Nanoparticle albumin-bound (nab-) paclitaxel showed promising efficacy for treatment of advanced non–small cell lung cancer (NSCLC) in a phase 2 study. We aimed to assess the efficacy and safety of nab-paclitaxel for previously treated patients with advanced NSCLC. In this multicenter, randomized, open-label, noninferiority phase 3 trial, we enrolled patients with advanced NSCLC previously treated with cytotoxic chemotherapy. Patients were randomly allocated (1:1) to receive docetaxel (60 mg/m2) on day 1 or nab-paclitaxel (100 mg/m2) on days 1, 8, and 15 of a 21-day cycle. The primary end point was overall survival analyzed on an intention-to-treat basis. Adverse events were assessed according to treatment received. Between 22 May 2015 and 12 March 2018, 503 patients were randomly allocated to treatment. Median overall survival was 13.6 months (95% CI, 10.9–16.5) for the 251 patients allocated to docetaxel and 16.2 months (95% CI, 14.4–19.0) for the 252 patients allocated to nab-paclitaxel (hazard ratio, 0.85; 95.2% CI, 0.68–1.07).
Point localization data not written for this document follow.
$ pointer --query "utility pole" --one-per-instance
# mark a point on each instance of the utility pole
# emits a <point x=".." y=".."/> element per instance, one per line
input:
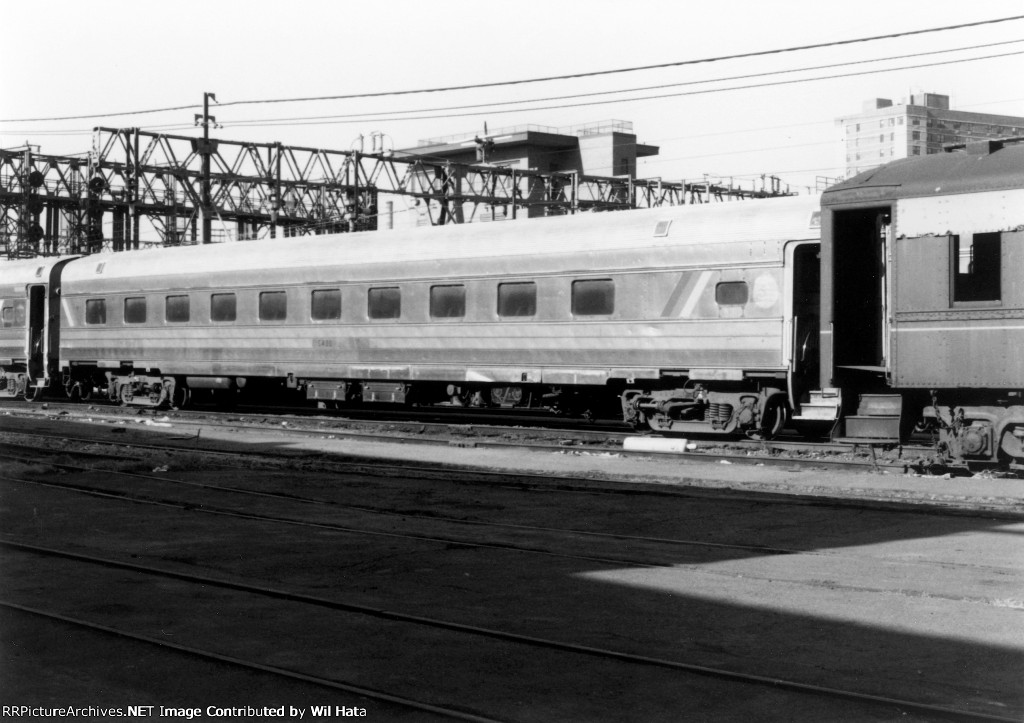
<point x="206" y="150"/>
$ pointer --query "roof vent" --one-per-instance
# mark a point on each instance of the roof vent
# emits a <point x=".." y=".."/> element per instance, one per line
<point x="980" y="147"/>
<point x="984" y="147"/>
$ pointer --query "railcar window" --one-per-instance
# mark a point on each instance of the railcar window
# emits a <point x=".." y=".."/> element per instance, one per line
<point x="384" y="302"/>
<point x="731" y="294"/>
<point x="326" y="304"/>
<point x="448" y="301"/>
<point x="95" y="310"/>
<point x="13" y="313"/>
<point x="272" y="305"/>
<point x="223" y="307"/>
<point x="978" y="267"/>
<point x="593" y="296"/>
<point x="135" y="309"/>
<point x="517" y="299"/>
<point x="176" y="308"/>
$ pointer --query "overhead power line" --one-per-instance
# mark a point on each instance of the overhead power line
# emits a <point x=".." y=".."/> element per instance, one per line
<point x="562" y="105"/>
<point x="493" y="104"/>
<point x="572" y="76"/>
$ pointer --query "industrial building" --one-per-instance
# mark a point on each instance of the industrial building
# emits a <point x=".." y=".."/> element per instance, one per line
<point x="884" y="131"/>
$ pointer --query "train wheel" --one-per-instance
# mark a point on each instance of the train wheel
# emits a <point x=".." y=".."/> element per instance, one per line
<point x="774" y="417"/>
<point x="180" y="396"/>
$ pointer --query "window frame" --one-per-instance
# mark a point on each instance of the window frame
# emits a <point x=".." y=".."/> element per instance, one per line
<point x="976" y="286"/>
<point x="383" y="302"/>
<point x="503" y="302"/>
<point x="271" y="305"/>
<point x="90" y="317"/>
<point x="130" y="310"/>
<point x="314" y="305"/>
<point x="215" y="306"/>
<point x="168" y="305"/>
<point x="444" y="303"/>
<point x="580" y="301"/>
<point x="736" y="284"/>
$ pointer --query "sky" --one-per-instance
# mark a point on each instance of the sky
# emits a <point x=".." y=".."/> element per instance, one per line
<point x="738" y="118"/>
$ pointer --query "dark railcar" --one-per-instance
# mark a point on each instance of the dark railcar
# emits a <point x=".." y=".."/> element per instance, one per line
<point x="923" y="302"/>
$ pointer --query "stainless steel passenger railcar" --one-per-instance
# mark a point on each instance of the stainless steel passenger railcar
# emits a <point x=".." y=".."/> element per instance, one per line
<point x="923" y="305"/>
<point x="30" y="336"/>
<point x="688" y="317"/>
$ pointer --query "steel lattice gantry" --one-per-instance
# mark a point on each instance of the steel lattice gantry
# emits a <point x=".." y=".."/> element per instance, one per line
<point x="135" y="181"/>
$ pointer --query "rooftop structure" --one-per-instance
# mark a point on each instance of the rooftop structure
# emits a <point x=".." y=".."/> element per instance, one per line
<point x="884" y="131"/>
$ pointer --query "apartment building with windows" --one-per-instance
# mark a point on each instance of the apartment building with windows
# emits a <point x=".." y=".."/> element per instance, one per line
<point x="884" y="130"/>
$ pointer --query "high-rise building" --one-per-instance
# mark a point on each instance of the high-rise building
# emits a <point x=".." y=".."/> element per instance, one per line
<point x="884" y="131"/>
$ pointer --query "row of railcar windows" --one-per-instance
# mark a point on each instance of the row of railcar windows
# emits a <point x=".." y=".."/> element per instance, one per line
<point x="590" y="297"/>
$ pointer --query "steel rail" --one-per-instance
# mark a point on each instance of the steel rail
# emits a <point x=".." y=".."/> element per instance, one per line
<point x="250" y="665"/>
<point x="708" y="671"/>
<point x="404" y="514"/>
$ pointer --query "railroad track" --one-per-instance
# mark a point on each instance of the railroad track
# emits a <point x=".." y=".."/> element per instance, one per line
<point x="465" y="432"/>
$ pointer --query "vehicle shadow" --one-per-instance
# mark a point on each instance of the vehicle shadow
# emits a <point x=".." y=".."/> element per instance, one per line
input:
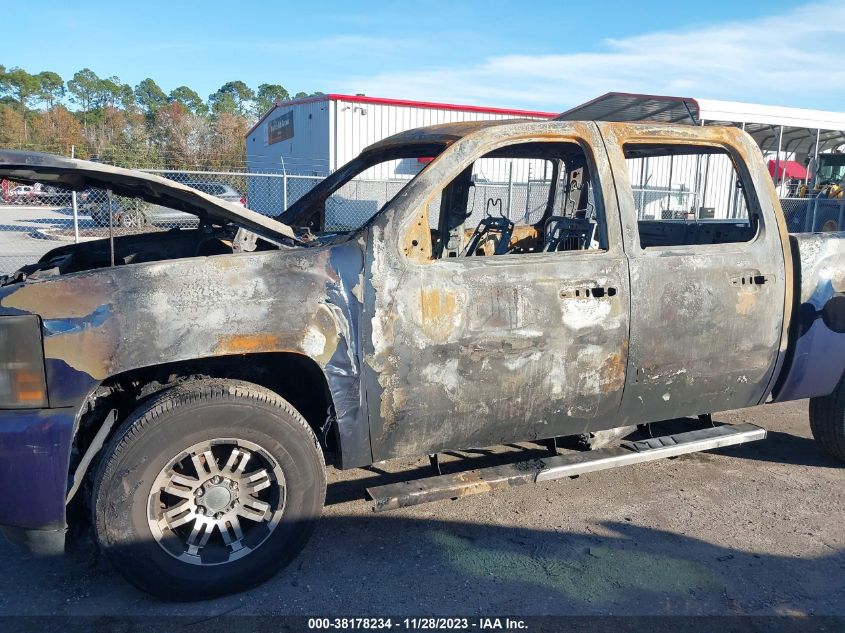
<point x="395" y="564"/>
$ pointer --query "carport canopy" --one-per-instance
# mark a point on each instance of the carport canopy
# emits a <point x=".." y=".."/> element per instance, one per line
<point x="772" y="127"/>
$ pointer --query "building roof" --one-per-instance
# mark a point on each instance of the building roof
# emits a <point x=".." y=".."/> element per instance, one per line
<point x="763" y="122"/>
<point x="428" y="105"/>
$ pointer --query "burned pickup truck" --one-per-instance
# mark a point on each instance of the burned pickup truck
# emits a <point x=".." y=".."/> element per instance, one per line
<point x="189" y="387"/>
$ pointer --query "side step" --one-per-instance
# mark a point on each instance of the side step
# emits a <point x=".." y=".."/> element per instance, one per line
<point x="470" y="482"/>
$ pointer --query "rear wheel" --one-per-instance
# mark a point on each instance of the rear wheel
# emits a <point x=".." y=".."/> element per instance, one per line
<point x="827" y="421"/>
<point x="209" y="488"/>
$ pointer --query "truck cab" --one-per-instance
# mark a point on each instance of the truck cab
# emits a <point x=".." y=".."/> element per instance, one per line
<point x="190" y="386"/>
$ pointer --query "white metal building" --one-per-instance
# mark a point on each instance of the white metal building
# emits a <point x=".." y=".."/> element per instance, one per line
<point x="316" y="135"/>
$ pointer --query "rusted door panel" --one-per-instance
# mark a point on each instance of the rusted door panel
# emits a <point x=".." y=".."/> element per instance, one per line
<point x="701" y="340"/>
<point x="488" y="352"/>
<point x="479" y="351"/>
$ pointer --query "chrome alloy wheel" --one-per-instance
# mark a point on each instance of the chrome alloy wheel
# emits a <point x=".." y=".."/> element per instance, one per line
<point x="217" y="501"/>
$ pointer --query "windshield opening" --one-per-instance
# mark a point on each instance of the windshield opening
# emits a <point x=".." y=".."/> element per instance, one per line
<point x="350" y="197"/>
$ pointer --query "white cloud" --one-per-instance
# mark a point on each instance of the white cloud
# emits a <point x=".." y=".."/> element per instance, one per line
<point x="794" y="58"/>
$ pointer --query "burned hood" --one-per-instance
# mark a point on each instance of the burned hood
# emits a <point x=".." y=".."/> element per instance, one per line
<point x="32" y="167"/>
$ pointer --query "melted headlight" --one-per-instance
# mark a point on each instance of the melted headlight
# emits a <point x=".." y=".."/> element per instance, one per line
<point x="22" y="381"/>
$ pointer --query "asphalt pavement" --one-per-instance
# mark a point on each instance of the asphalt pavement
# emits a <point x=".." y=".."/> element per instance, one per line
<point x="755" y="529"/>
Median progression-free survival was 4.2 months (95% CI, 3.9–5.0) for the nab-paclitaxel group versus 3.4 months (95% CI, 2.9–4.1) for the docetaxel group (hazard ratio, 0.76; 95% CI, 0.63–0.92; p=0.0042). The objective response rate was 29.9% (95% CI, 24.0–36.2) for the nab-paclitaxel group and 15.4% (95% CI, 10.9–20.7) for the docetaxel group (p=0.0002), and it showed a significant improvement for nab-paclitaxel versus docetaxel regardless of tumor histology. Adverse events of grade ≥3 included febrile neutropenia (55 [22%] of 249 patients in the docetaxel group versus 5 [2%] of 245 patients in the nab-paclitaxel group) and peripheral sensory neuropathy (2 [1%] versus 24 [10%], respectively). The trial showed that nab-paclitaxel was noninferior to docetaxel in terms of overall survival. Nab-paclitaxel should thus be considered a standard treatment option for previously treated patients with advanced NSCLC.